RRS Sir David Attenborough

Occupied
Autumn 2020 onwards
Staff
Summer: 90, Winter: 90

A new polar research ship for Britain

The RRS Sir David Attenborough was handed over to NERC and BAS by shipbuilder Cammell Laird on 27 November 2020.   The ship is expected to commence polar operations in 2021 after a period of intensive mariner training, testing and trialling the many technical, scientific and operational features and capabilities. The RRS Sir David Attenborough is one of the most advanced polar research vessels in the world.

In October 2020 the technical sea trials and scientific equipment testing began. This multidisciplinary research platform will transform how ship-borne science is conducted in the polar regions and provide scientists with state-of-the-art facilities to research the oceans, seafloor, ice and atmosphere.

The new polar ship was commissioned by NERC, built by Cammell Laird for operation by British Antarctic Survey. The commissioning of the RRS Sir David Attenborough is part of a major Government investment in polar infrastructure which will keep Britain at the forefront of world-leading research in Antarctica and the Arctic. This £200m commitment represents the UK Government‘s largest investment in polar science since the 1980s.

Explore the ship’s scientific facilities and operational capability

Exploring new frontiers

Britain has been a world leader in polar exploration and research for over a century. Today, studying these remote regions is crucial in helping us understand changes in our planet’s oceans, marine life and climate system.

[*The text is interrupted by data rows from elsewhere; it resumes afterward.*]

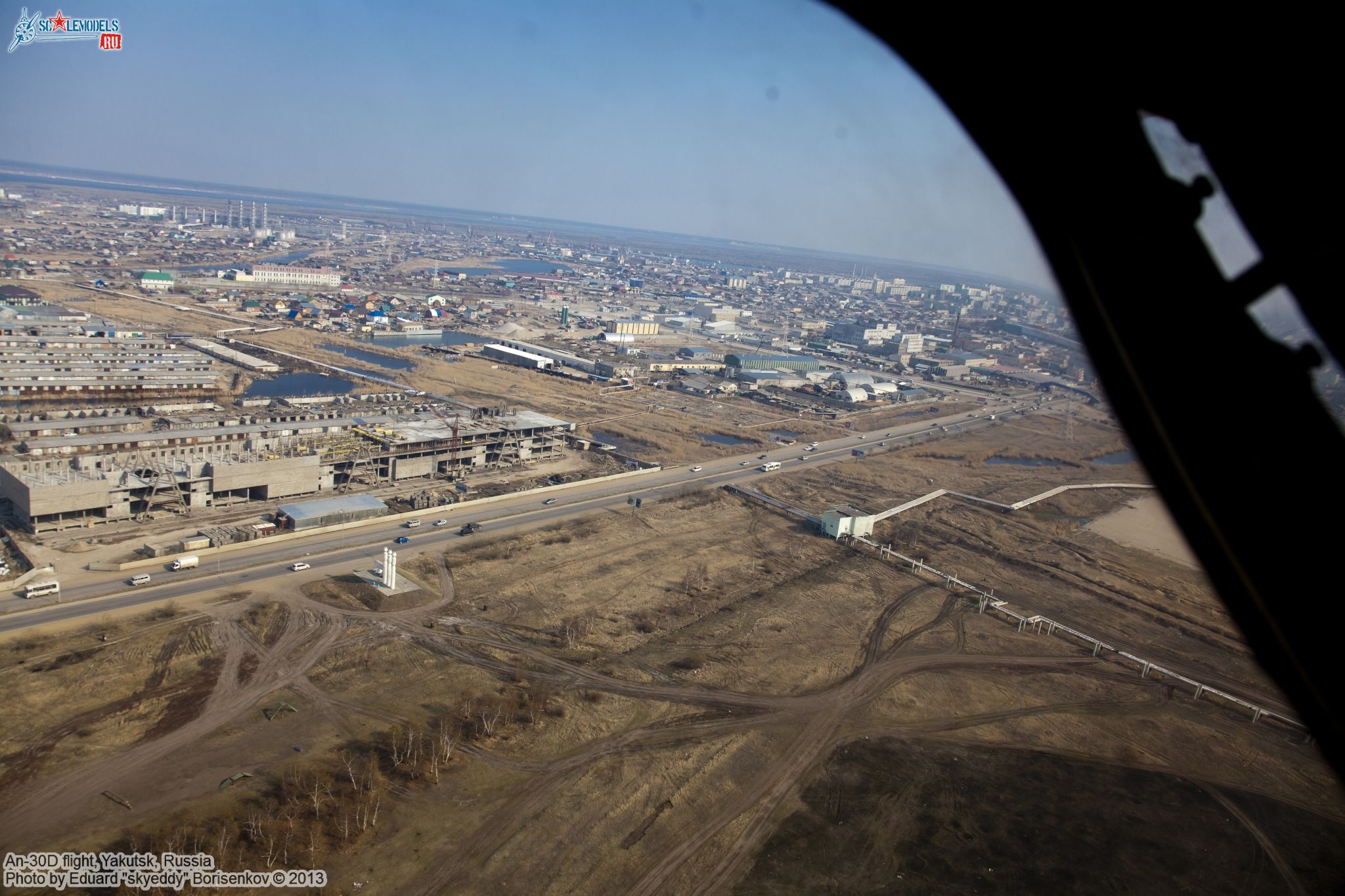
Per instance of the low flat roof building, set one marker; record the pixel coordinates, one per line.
(845, 519)
(772, 362)
(315, 515)
(517, 358)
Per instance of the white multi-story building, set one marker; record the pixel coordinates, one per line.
(296, 276)
(143, 211)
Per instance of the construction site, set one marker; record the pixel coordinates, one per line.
(726, 691)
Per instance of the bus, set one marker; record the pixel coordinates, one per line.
(42, 589)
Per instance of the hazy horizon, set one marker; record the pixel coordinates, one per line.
(768, 123)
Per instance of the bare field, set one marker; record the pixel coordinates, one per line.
(707, 696)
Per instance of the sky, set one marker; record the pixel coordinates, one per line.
(774, 121)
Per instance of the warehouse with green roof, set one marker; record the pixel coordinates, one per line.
(155, 280)
(772, 363)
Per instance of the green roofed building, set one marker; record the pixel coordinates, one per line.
(772, 362)
(155, 280)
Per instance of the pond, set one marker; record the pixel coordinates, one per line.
(1125, 456)
(1024, 461)
(1051, 516)
(724, 440)
(299, 385)
(370, 358)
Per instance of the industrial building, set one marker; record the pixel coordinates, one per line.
(55, 364)
(517, 356)
(844, 519)
(233, 356)
(634, 328)
(315, 515)
(295, 276)
(181, 469)
(18, 296)
(557, 356)
(156, 280)
(771, 362)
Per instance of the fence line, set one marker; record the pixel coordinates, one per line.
(988, 601)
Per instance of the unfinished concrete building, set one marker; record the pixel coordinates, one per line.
(85, 480)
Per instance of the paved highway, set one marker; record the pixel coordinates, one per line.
(337, 553)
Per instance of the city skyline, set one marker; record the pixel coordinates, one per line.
(778, 124)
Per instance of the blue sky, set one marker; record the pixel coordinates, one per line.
(764, 120)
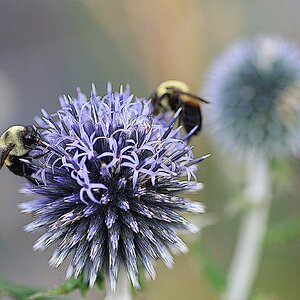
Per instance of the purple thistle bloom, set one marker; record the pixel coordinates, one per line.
(108, 184)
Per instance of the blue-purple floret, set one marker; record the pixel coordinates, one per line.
(108, 184)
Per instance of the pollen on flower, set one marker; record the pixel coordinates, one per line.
(108, 186)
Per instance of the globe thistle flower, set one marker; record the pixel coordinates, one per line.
(255, 90)
(108, 184)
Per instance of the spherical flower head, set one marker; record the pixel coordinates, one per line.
(108, 184)
(255, 92)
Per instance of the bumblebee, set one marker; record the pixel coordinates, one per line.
(173, 94)
(15, 144)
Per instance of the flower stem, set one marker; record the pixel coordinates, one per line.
(252, 232)
(122, 291)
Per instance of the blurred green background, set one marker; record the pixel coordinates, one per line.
(48, 48)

The RRS James Clark Ross is nearing the end of her 25-year lifespan and the RRS Ernest Shackleton, was returned to its owners in 2019, after 20 years of polar duties for BAS.  This means a new, modern platform for Arctic and Antarctic research is needed. Operated by British Antarctic Survey (BAS), RRS Sir David Attenborough will be available year-round to the UK research community, including postgraduate trainees.

Discover how the RRS Sir David Attenborough will support scientists conducting vital research in the polar regions

 

 

Technical features

  • Length: 129 metres; beam: 24m;  Gross Tonnage: 15,000
  • Scientific cargo volume of approximately 900m³
  • Endurance – up to 60 days
  • Range 19,000 nautical miles at 13 knots (24 km/h) cruising speed; more than enough for a return trip from England to Rothera Research Station, or to circle the entire Antarctic continent twice!
  • Ice breaking capability – up to 1m thick at 3 knots (5.6 km/h)
  • Bow and stern thrusters for excellent dynamic positioning in challenging conditions
  • Launch and recovery of aerial and ocean robotic systems
  • Crew approx. 30
  • Accommodation for up to 60 scientists and support staff

Enhanced scientific capability

RRS Sir David Attenborough is designed to support science in extreme environments. A wide range of specialist scientific facilities, instruments and laboratories enable scientists to conduct multi-disciplinary sciences to study the ocean, seafloor, ice and atmosphere. Marine robotics and remotely operated vehicles – including the famous Boaty McBoatface – will capture data from the deep ocean and previously inaccessible locations under the ice.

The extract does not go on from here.